The "Making of Gone With the Wind" exhibit is on display until January 4, 2015 at the Harry Ransom Center, and is well worth a day trip to Austin.
I collect movie props as a hobby, and although only a casual fan of "Gone With the Wind," I was blown away at the exhibition, which consists of many dresses worn by Vivian Leigh, which have not been displayed in 25 years, as well as production storyboards, costume designs, scripts, and fan mail. Some of the more interesting items were the sometimes angry correspondences between the various people responsible for bringing the movie to the screen, and those offer an eye opening glimpse into the inner workings of the studio system in late 1930s Hollywood. There was an ongoing controversy even before the film was shot - a balancing act by producer David O. Selznick, who wanted to make the film historically accurate, and the desire by the public who expected to be wowed by the sheer spectacle of the film.
In an age where communication is instant via cell phones and email, seeing the volume of production letters, telegrams, and other correspondence is interesting.
The exhibit is also a visual treat, as the gowns and production art on display are amazing to see. It's interesting to view Scarlet O'Hara's curtain dress in person, and to realize how diminutive Vivian Leigh must have been.
The exhibition is mostly culled from the Ransom Center's permanent collection, although the items on display have not been seen by the public in decades. This is a rare chance for us to view them, and to appreciate the sheer amount of artistry and work involved in bringing Gone With the Wind to the screen. It's also a very unique look behind the scenes of early Hollywood's studio system, and the constant wheeling and dealing that was part of the movie making process of the time.
I would suggest that visitors from Houston make a day of it, as the exhibit is a large one that took me about an hour to walk through. There are also guided tours, and I overheard enough to recommend them.

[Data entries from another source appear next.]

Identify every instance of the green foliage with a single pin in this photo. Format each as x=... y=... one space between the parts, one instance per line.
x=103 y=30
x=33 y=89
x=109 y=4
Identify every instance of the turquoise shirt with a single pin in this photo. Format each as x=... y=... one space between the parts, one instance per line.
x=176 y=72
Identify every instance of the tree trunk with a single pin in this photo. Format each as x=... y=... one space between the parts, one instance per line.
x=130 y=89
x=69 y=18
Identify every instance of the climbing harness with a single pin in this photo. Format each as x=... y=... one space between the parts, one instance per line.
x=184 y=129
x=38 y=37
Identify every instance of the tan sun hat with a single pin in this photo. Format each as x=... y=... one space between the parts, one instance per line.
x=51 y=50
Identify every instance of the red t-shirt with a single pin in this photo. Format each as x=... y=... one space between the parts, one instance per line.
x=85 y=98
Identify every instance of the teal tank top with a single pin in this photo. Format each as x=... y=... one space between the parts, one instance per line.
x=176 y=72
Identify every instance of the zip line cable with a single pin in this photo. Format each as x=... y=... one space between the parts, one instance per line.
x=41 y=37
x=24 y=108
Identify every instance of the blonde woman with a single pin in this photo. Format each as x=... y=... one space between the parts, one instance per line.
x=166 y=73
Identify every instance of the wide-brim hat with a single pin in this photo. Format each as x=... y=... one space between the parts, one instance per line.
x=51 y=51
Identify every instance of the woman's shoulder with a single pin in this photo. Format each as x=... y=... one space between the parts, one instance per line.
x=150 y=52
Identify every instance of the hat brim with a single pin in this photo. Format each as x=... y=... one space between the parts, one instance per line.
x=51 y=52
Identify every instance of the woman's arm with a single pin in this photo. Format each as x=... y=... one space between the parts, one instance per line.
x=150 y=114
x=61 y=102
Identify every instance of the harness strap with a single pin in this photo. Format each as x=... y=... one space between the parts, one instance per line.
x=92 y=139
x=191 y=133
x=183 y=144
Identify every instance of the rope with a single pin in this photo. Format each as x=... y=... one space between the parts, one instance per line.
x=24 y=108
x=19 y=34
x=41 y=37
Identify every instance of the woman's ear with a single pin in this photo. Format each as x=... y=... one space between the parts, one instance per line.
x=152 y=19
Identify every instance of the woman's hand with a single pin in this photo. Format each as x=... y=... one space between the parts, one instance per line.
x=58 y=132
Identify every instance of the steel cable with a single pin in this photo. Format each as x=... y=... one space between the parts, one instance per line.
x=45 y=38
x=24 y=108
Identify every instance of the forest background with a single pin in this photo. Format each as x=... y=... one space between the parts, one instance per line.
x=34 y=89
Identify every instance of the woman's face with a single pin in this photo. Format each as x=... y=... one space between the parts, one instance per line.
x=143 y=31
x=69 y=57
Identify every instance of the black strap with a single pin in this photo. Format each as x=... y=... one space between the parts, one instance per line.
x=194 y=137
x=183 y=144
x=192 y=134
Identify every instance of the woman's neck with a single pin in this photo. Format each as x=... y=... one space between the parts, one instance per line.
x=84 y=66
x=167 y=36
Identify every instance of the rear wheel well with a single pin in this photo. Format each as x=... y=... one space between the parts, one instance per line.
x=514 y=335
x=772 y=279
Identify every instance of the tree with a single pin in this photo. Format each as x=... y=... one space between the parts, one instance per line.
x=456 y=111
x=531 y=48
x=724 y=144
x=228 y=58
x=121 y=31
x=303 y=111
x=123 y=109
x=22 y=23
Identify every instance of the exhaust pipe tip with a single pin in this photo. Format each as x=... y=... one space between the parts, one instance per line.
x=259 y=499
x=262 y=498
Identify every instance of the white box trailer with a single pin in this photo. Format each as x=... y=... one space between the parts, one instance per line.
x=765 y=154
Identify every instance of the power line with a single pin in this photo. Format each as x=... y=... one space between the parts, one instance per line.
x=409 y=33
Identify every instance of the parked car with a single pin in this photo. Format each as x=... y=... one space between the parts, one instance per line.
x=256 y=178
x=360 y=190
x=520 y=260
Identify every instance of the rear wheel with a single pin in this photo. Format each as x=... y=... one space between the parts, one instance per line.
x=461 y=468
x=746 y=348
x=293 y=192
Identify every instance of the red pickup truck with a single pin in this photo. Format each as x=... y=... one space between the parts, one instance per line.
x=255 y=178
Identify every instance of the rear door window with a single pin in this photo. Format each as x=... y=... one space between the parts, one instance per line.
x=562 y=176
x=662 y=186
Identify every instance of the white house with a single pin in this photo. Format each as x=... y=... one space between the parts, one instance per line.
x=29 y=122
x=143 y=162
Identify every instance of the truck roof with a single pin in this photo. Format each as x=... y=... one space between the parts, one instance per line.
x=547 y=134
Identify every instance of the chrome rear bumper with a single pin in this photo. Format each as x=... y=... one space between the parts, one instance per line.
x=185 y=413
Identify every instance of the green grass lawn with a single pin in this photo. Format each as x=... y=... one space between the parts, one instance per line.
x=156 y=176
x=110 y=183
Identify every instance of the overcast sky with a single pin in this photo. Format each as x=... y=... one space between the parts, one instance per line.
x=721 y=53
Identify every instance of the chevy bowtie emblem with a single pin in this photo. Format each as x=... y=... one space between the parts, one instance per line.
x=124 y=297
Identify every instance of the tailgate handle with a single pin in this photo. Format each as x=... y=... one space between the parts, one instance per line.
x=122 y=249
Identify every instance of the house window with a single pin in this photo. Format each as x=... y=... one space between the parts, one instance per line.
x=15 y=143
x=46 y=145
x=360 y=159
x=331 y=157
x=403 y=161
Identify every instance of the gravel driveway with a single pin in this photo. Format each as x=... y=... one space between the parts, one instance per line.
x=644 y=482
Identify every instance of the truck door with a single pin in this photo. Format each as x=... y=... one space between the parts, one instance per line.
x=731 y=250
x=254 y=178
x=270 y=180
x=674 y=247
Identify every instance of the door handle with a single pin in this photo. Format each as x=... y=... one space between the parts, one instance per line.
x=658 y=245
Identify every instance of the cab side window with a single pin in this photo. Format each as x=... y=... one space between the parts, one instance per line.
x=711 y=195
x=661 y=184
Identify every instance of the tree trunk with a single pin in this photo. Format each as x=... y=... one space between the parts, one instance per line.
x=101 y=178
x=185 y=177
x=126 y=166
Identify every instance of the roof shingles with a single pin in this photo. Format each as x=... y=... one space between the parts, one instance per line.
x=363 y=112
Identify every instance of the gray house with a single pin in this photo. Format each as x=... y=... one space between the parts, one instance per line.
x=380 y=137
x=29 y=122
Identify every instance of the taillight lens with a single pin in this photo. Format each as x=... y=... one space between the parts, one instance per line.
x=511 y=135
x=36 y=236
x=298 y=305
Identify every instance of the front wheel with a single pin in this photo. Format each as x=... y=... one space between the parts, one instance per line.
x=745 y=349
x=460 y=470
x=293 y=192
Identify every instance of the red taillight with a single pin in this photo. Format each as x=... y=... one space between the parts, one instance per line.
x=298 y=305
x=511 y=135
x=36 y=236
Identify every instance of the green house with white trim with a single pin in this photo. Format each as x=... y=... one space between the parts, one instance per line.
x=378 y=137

I would consider stopping in at nearby locations like Spider House coffee shop just up the road, or consider walking to the campus area Kerbey Lane for something to eat before or after seeing the exhibition.
The Gone With the Wind exhibition is at the Harry Ransom Center, The University of Texas at Austin, 300 West 21st Street, Austin. Exhibit Hours are10 a.m.-5 p.m. Monday, Tuesday, Wednesday, and Friday; 10 a.m.-7 p.m. Thursday, noon-5 p.m. Saturday and Sunday and Member-only hours 10 a.m.-noon Saturday and Sunday. Tours are at noon daily, 6 p.m. Thursday, 2 p.m. Saturday and 2 p.m. Sunday. Gone With The Wind screentests will be shown in the Ransom Center's first-floor theater at 1:30 p.m. and 3:30 p.m. on weekends, immediately following the public tour. For information call 512-471-8944.